Comum: uma alternativa política ao neoliberalismo

Por Eleutério Prado.

A Boitempo acaba de publicar no Brasil o livro novo da uma dupla de pensadores radicais Christian Laval e Pierre Dardot. Na obra anterior, A nova razão do mundocomo já se sabe, tratam do neoliberalismo que, para eles, não consiste na reabilitação extemporânea do mercado como “ordem natural” e, assim, do laissez-faire; ele versa, isto sim, pela imposição de sua essência como modo de vida, como “ordem moral”, isto é, como uma “lógica normativa global”. Antes de ser uma mera ideologia ou um receituário de política econômica, o neoliberalismo apresenta-se como uma racionalidade que quer estruturar o comportamento tanto dos governantes quanto dos governados. Para reafirmar e fazer sobreviver o capitalismo, ele quer se consolidar nas instituições da sociedade e, assim, nas condutas e nas consciências individuais, implantando “um novo modo de governo dos homens segundo o princípio universal da concorrência” (Laval e Dardot, 2016, p. 17).

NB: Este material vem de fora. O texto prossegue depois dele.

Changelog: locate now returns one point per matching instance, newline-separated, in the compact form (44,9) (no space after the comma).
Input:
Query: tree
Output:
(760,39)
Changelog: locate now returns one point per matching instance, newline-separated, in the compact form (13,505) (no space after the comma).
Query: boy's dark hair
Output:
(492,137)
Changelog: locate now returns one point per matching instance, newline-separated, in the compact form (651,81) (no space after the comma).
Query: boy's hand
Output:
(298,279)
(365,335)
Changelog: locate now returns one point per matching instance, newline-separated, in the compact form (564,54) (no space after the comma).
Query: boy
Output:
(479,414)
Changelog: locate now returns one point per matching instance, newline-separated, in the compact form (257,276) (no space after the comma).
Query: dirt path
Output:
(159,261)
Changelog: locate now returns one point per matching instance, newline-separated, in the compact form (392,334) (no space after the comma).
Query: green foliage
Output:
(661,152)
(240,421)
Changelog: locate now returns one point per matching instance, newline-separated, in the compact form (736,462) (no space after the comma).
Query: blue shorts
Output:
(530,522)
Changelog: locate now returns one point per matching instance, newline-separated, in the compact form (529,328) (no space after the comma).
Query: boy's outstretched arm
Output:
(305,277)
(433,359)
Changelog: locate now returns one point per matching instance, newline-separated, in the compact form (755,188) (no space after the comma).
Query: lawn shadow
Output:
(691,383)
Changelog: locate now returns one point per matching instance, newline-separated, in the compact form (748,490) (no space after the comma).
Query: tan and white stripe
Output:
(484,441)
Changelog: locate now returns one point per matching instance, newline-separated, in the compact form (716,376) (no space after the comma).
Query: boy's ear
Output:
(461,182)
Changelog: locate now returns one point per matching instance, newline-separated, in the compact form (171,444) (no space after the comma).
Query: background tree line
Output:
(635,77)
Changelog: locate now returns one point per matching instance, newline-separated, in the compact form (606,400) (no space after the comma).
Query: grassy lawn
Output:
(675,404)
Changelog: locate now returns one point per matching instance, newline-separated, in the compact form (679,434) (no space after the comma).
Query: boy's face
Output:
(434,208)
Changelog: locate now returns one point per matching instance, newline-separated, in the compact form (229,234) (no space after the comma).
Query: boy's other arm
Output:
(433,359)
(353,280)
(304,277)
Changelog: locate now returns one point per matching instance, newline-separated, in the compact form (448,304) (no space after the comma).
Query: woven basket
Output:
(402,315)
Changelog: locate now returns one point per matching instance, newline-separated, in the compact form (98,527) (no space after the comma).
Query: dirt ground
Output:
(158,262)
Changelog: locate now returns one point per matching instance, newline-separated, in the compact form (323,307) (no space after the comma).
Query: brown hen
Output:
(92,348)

O novo livro, Comum: ensaio sobre a revolução no século XXI, é uma espécie de complemento do anterior. Se o primeiro faz a crítica do neoliberalismo, este outro, que agora aparece em português, procura mostrar como se deve enfrentá-lo. Visa, assim, manter a esperança de que se possa derrotá-lo no futuro por meio de um feixe de lutas bem orientadas, as quais nascem localmente, mas sempre se espraiam e se fundem na escala global. Se o propósito do neoliberalismo é afirmar a propriedade privada e, com ela, a acumulação insaciável de capital, por meio da prescrição ilimitada da norma da concorrência, aquilo que o contraria deve estabelecer o princípio do comum e, com ele, a preservação da vida humana e do ambiente natural, institucionalizando práticas de cooperação democrática em todos os domínios. O livro quer mostrar, portanto, que há alternativa ao capitalismo, mesmo se parece que esta não existe:

“O porvir parece estar em suspenso. Vivemos um momento estranho, desesperante e inquietante, em que nada parece possível. O porquê não tem nenhum mistério; não se deve a nenhuma eternidade do capitalismo, mas sim ao fato de que ele não enfrentou ainda obstáculos suficientes. O capitalismo continua exibindo sua lógica implacável, ainda que a cada dia demonstre sua temível incapacidade para trazer solução para a crise e para os desastres que engendra” (Dardot e Laval, 2017, p. 15).

Uma sequência de movimentos históricos produziu, como se sabe, essa sensação de impotência que ora se experimenta: aquilo que mais abalou a confiança num futuro pós-capitalista foi sem dúvida o afundamento econômico e político do “socialismo real”; ademais, já no curso de sua decadência, a partir dos anos 1980, viu-se a ascensão avassaladora do reformismo neoliberal, assim como o adesismo da socialdemocracia e, assim, a sua descaraterização. A partir da crise de 2008, se o neoliberalismo entrou em crise, o que se viu foi o renascimento da política da extrema direita com a sua carga de ódio, xenofobia, misoginia, enfim, de nacional-populismo. Como, então, recuperar a esperança? É possível superar o capitalismo? É justo ainda aspirar por uma nova forma de organização da sociedade? Há forças sociais capazes de realizá-la?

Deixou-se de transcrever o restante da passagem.